Newest stop on the pulpwagon: Six Days of the Condor, the basis for the film Three Days of the Condor, recently praised here by me. I found a battered ex-library paperback for 25 cents at the Hospital Auxiliary Thrift shortly after writing that piece and couldn't resist. It is just fine as a fast, pulpy read, but it turns out that the people who adapted the film from it (Lorenzo Semple Jr. and David Rayfiel) took considerable liberties with the text, from the title on down, and that many of the things that are of lasting interest in the film are their inventions. Some significant points of difference:
1. Nearly all character names were changed in adapting the book. Redford's character in the film, codenamed Condor, has the real name of Joseph Turner; in the book he's Ronald Malcolm. Joubert (von Sydow) is Maronick. The Faye Dunaway character in the film, Kathy, is a Wendy. And so forth: it's like someone thought the names in the book weren't glamorous enough... which half seems the point in the book - you don't call a protagonist "Ronald Malcolm" without intending something, and indeed, he is presented as a bit of a dullard, at least at the start of the book, farting (quite literally) around the office, avoiding work...
2. The hit at the CIA "literary society" is motivated not by something Condor has found in a thriller he's analyzing, but by a secondary character discovering a discrepency on an invoice that is ultimately explained by a criminal clique within the CIA doing a bit of heroin smuggling. That's what they're covering up.
3. The Middle East, thus, plays no role whatsover in the book! Oil, geopolitical conspiracy... the final accusatory conversation that touches on peak oil... it was all invented for the film.
4. There is simply no character corresponding to Cliff Robertson in the film. He was invented for the movie. Instead, the prime "good guy" involved in seeking out Condor is very briefly played in the film by John Houseman.

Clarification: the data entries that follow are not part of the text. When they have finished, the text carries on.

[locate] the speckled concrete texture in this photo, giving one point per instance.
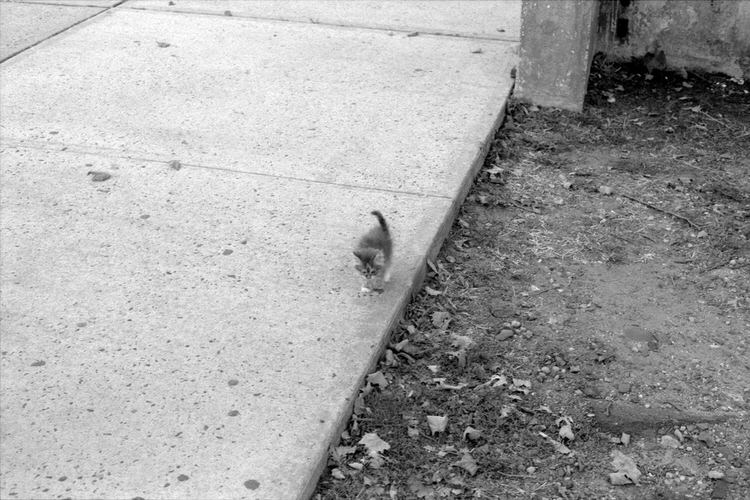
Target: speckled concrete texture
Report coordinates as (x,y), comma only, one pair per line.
(24,24)
(195,329)
(486,19)
(351,107)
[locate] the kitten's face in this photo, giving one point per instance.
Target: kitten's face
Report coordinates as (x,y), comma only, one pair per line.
(368,264)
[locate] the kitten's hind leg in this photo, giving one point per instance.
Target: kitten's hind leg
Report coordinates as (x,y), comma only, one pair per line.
(387,274)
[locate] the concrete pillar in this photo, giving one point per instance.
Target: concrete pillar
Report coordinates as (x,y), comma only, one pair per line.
(557,42)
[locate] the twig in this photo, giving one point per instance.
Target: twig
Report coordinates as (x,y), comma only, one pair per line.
(518,205)
(719,264)
(654,207)
(714,119)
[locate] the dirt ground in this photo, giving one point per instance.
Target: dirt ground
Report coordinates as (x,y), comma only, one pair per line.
(585,330)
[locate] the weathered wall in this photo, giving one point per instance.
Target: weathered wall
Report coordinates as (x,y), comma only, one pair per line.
(712,35)
(557,40)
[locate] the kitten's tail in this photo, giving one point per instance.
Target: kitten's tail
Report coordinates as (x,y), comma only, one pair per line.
(381,220)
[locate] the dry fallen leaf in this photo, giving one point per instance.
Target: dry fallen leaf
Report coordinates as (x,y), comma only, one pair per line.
(559,447)
(467,463)
(377,379)
(472,434)
(437,423)
(440,319)
(98,176)
(374,444)
(627,471)
(566,430)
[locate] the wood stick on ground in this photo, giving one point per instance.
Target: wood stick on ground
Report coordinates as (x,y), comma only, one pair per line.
(654,207)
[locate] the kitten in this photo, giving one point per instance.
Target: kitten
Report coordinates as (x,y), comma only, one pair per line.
(374,252)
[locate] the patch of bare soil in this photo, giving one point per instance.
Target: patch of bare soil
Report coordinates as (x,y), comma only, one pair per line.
(585,328)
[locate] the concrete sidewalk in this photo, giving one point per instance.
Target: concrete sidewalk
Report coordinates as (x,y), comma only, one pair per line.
(197,332)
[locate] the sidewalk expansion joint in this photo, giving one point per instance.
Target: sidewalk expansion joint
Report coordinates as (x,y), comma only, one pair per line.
(78,5)
(118,154)
(313,21)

5. Kathy, in the film, resists Turner for a bit, then becomes a reluctant helper, somewhat cynically mocking the whole affair (calling herself a "spyfucker" at one point). She's got a whole complex backstory involving photography, depression, a lover, and such. Nothing of the sort is to be found in the book; while the initial abduction of Wendy takes place in pretty much the same way as one sees in the film, she almost immediately, after being convinced of Condor's plight, leaps into bed with him, and much is made, in pulp fashion, of their sex. Both she and Malcolm are presented as less attractive characters than the casting of Dunaway/ Redford would suggest, so there's a bit of a romance to having average people caught up in a dangerous game; author James Grady even makes time to suggest that Wendy's not much of a looker, tho' she gets to disguise herself as a big-chested blonde at one point. She still helps Condor, but seems more of a signifier of male fantasy than a fully developed character...

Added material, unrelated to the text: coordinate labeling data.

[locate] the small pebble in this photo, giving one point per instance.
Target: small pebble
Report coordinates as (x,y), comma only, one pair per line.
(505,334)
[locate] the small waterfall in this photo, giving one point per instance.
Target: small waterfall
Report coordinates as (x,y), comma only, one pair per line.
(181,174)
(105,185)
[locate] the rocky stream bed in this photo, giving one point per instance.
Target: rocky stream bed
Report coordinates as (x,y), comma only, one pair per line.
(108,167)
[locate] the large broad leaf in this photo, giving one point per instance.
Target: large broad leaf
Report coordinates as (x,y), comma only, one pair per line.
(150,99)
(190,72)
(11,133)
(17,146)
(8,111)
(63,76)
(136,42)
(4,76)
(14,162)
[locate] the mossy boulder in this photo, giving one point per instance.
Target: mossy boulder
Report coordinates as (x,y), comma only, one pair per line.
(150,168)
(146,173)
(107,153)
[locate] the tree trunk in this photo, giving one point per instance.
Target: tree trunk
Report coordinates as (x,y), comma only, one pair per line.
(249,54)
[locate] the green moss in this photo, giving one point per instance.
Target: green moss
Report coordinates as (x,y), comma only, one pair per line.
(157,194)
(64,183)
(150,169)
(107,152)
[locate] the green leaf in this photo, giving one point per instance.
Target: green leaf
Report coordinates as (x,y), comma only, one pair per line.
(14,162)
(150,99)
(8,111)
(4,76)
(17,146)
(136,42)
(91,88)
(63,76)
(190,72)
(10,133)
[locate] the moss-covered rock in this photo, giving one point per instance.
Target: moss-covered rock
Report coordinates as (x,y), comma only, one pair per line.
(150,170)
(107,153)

6. ...which may be why, once her purpose is served, she is shot (but not killed) by Maronick and excused from the action until the very end of the book.
8. The assassin, Maronick, like Joubert, changes sides at the climax and helps out Condor, but in the book, Condor is not content to reconcile and befriend him; he takes what Maronick has done to Wendy - to say nothing of his coworkers - personally, and hunts down Maronick at the airport and kills him.
9. Finally - while the film ends with Turner as a rogue and whistleblower, disgusted with the CIA, there's the suggestion that for having survived his ordeal, Malcolm will be promoted, allowed to play spy for real; the old man is impressed with his performance.
On the whole, the book is far less interesting than the film, is much more of a formula thriller, though well-plotted. Next stop on the pulpwagon: William Goldman's Marathon Man.